Des personnages, sans doute les acteurs du Groupe de poésie moderne (GPM) eux-mêmes, en quête de leur chemin et aussi d’un dénommé Bob, peut-être leur metteur en scène, qui pourrait les guider à travers les méandres d’un univers disjoint, et qui, évidemment, s’enfoncent toujours davantage, dans un écheveau narratif polymorphe, qui prend les proportions du tunnel d’Alice aux pays des merveilles – voilà la trame narrative.
On ne sait pas très bien où cela commence ni où cela finit, mais l’essentiel n’est-il pas le voyage ?
Mosaïque cosmique
Le premier des trois synopsis du programme (rien de moins) annonce une variation sur Crime et Châtiment. Que ni l’étudiant qui suit RUSS-217 « Russia’s Eternal Questions » ni celui qui ignorait que McGill offrît un programme d’études russes et slaves ne se désolent, l’un et l’autre y trouveront leur compte. S’il y a bien un coup de hache comme chez Raskolnikov, c’est une des grandes forces du texte de Bernard Dion et de Benoît « Illytch » Paiement que d’être amplement référencé, mais jamais hermétique. Splendeur du mobilier russe (se) présente (comme) une succession de textes, poèmes en prose, colonnades lexicales, péristyle du temple du prolixe. Le collage est savant : si les textes sont épars, ils ne sont jamais éparpillés. Le langage est impeccablement ajusté, le jeu follement serré et au final, ce sont quatre-vingts minutes nourries, extravagantes et jouissives que nous livre le GPM.
Le tendu et l’inattendu
Vodka, nuits de Petrograd, prose du Transsibérien, tous les clichés y sont, mais le seul lieu commun, c’est la pièce elle-même, ou plutôt les pièces. Car la mise en abyme se matérialise, et comme les comédiens qui prennent tout leur sens en perdant le nord, le spectacle plonge et joue à tous les niveaux. Avant même d’être assis, les spectateurs pensent à une Zazie perdue dans le métro (Frontenac ou Berri-UQAM), alors qu’on les invite vers la salle par le colimaçon d’un escalier de secours, par les cuisines et à travers un miroir. La scénographie (Cassandre Chatonnier, assistée par Claire Renaud) impose l’image de la matriochka alors que trois niveaux de rideaux séparent quatre scènes (ou seulement deux ? ou plutôt cinq ? faut-il tenir compte des techniciens-manipulateurs qui débordent à dessein ? de l’enthousiasme hors de proportion et de propos et des rires décousus fusant des places réservées?).

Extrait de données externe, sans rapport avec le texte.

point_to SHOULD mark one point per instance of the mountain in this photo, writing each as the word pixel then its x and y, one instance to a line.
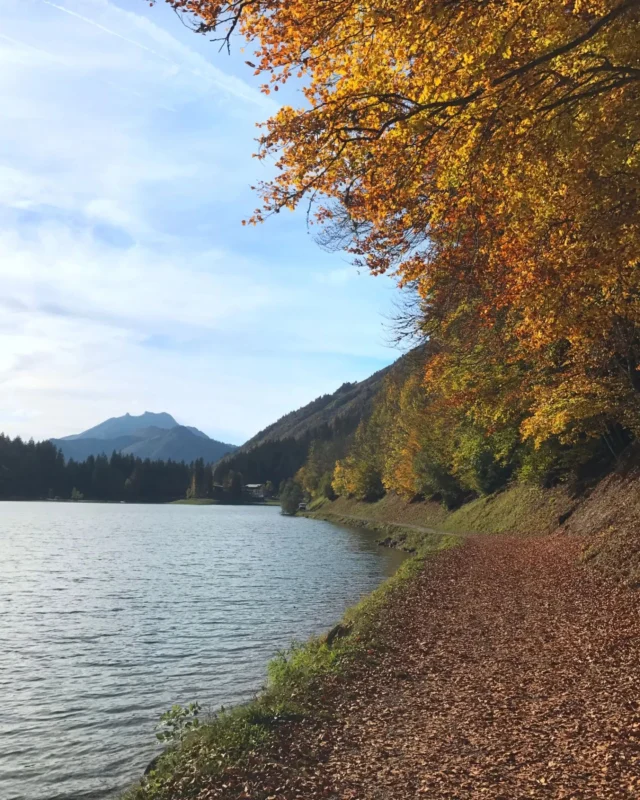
pixel 123 426
pixel 278 451
pixel 155 436
pixel 341 410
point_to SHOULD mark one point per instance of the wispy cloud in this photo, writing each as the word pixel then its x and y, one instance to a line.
pixel 127 280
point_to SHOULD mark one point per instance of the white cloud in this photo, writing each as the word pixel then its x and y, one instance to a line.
pixel 127 281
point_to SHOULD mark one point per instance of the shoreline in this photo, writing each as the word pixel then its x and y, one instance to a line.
pixel 292 699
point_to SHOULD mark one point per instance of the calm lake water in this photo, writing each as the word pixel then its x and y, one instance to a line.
pixel 109 614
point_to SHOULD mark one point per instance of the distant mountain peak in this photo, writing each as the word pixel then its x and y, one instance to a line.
pixel 154 435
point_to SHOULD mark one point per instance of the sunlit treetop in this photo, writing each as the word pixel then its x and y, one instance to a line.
pixel 486 152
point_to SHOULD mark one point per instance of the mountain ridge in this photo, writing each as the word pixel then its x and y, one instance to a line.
pixel 157 436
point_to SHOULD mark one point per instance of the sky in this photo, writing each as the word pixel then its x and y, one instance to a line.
pixel 127 282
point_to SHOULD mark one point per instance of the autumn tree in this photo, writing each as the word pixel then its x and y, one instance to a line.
pixel 487 154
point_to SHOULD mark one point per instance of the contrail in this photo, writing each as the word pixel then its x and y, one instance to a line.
pixel 107 30
pixel 227 83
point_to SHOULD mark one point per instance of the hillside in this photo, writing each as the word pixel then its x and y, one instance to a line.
pixel 346 406
pixel 277 452
pixel 155 436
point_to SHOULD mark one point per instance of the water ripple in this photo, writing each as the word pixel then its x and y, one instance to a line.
pixel 109 614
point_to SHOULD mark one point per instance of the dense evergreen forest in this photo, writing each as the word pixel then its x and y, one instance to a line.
pixel 37 470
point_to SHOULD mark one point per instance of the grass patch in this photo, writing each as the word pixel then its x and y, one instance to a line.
pixel 233 737
pixel 520 508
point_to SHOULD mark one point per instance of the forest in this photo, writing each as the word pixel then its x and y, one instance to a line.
pixel 485 155
pixel 37 471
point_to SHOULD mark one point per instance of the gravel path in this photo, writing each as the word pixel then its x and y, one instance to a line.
pixel 511 672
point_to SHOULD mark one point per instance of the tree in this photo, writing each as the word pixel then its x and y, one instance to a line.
pixel 290 497
pixel 487 154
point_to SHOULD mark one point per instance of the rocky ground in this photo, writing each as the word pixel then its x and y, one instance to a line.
pixel 509 671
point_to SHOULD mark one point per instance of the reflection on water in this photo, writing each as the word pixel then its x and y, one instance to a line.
pixel 109 614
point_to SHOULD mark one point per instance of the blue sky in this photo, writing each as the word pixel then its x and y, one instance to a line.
pixel 128 282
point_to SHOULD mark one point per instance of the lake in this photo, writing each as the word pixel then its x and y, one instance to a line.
pixel 109 614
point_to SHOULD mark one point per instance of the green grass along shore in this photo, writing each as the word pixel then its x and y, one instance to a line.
pixel 229 739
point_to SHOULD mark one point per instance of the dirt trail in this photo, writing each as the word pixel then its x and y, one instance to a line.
pixel 346 518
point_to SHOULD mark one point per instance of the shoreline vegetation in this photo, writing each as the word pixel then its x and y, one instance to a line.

La mise en scène (Robert Reid, assisté par Agathe Détrieux) exploite le jouet gigogne et l’excentrique concentrique avec imagination et sa troupe zigzague avec expression dans le labyrinthe. L’immersion résonne, crépite. Vous êtes emballés ? Ils sont déballés : les couches de sens tombent, comme les manteaux tombent et les manches se roulent. Pascal Contamine devient l’esthétique singulière du GPM dans les textes qu’il livre avec maestria, Sophie Faucher agit avec précision à travers ses rôles et ce qu’elle a – très justement – appelé le « désir de la consonne qui sonne », Christophe Rapin est rigolo comme tout (manifestement, la salle lui pardonne quelques mots mâchouillés par inadvertance alors qu’il intervient avec la dégaine de Patrick Huard et une chapka sur la tête) et Larissa Corriveau joue Natalya en nattes aussi astucieusement que les babouchkas éplorées, et de l’accordéon en plus. Pour Elizabeth Chouvalidzé, finalement, qui vient flanquer le quatuor vers la fin, s’il faut une réserve, c’est plutôt qu’elle casse la verve et le rythme, avec le coup convenu de la vieille dame et qui du temps qui passe – à moins qu’il ne faille y voir une référence à La dame de pique de Pouchkine ?
Vous ne savez plus où vous êtes ? Eux non plus. Mais l’épopée vaut le déplacement.